Thought I'd re-share some information from a talk given by Dr Alexander Brand, a consultant Rheumatologist which I attended in January 2012.
Ankylosing Spondylitis is a chronic inflammatory disease of the axial skeleton with variable involvement of peripheral joints and non-articular structures. It mainly affects joints in the spine and the sacroiliac joint in the pelvis, and can cause eventual fusion of the spine.
- Predominently in 35 year old males
- Always starts in the sacroiliac joint
- May suffer from some other inflammatory disorder – psorasis, iritis, IBS
- Morning stiffness that is prolonged – 60-90 minutes buttock pain and into the thighs
- Systemically unwell – continual flu symptoms
- CRP and ESR may be normal
- HLA B27+ is high in only 90% of cases. If it is high does not mead you have AS. If it is low you still may have AS. Not definitive in diagnosis.

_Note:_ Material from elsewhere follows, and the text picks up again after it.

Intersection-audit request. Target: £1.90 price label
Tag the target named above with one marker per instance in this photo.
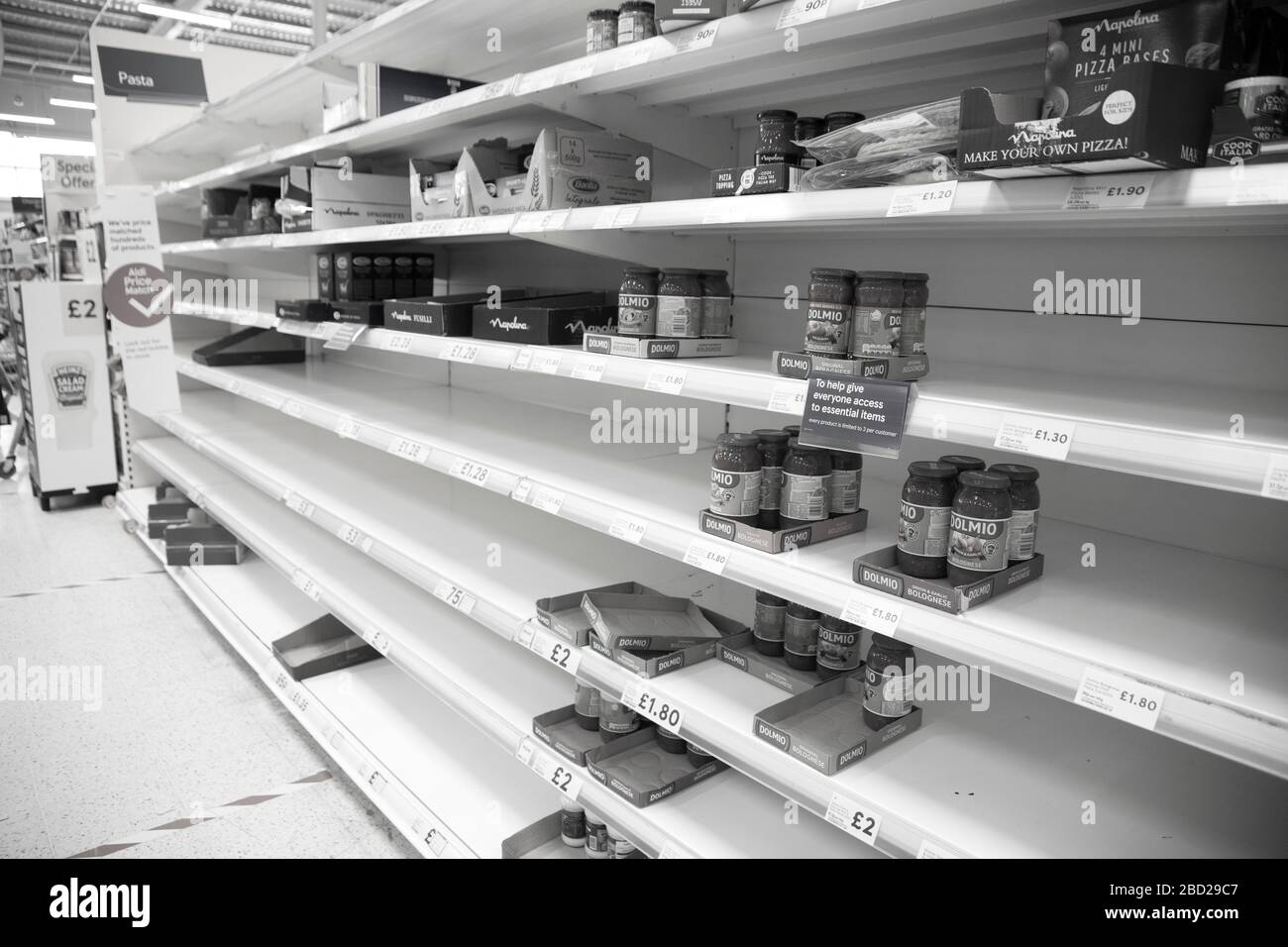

Main diagnosis test is MRI – will show bone marrow oedema of the SIJ.
– The main aim is maintain range of movement.
– Swimming, is one of the preferred exercises since it involves all muscles and joints in a low-impact, buoyant environment.
– Moderate-to-high impact exercises like jogging are generally not recommended or recommended with restrictions due to the jarring of affected vertebrae that can worsen pain and stiffness in some patients.
– Manipulation is contraindicated and has sometimes led to spinal fractures.
- Pain relieving drugs – NSAID’s and opiod analgesics
- Disease-modifying antirheumatic drugs (DMARDs) - used to reduce the immune system response through immunosuppression.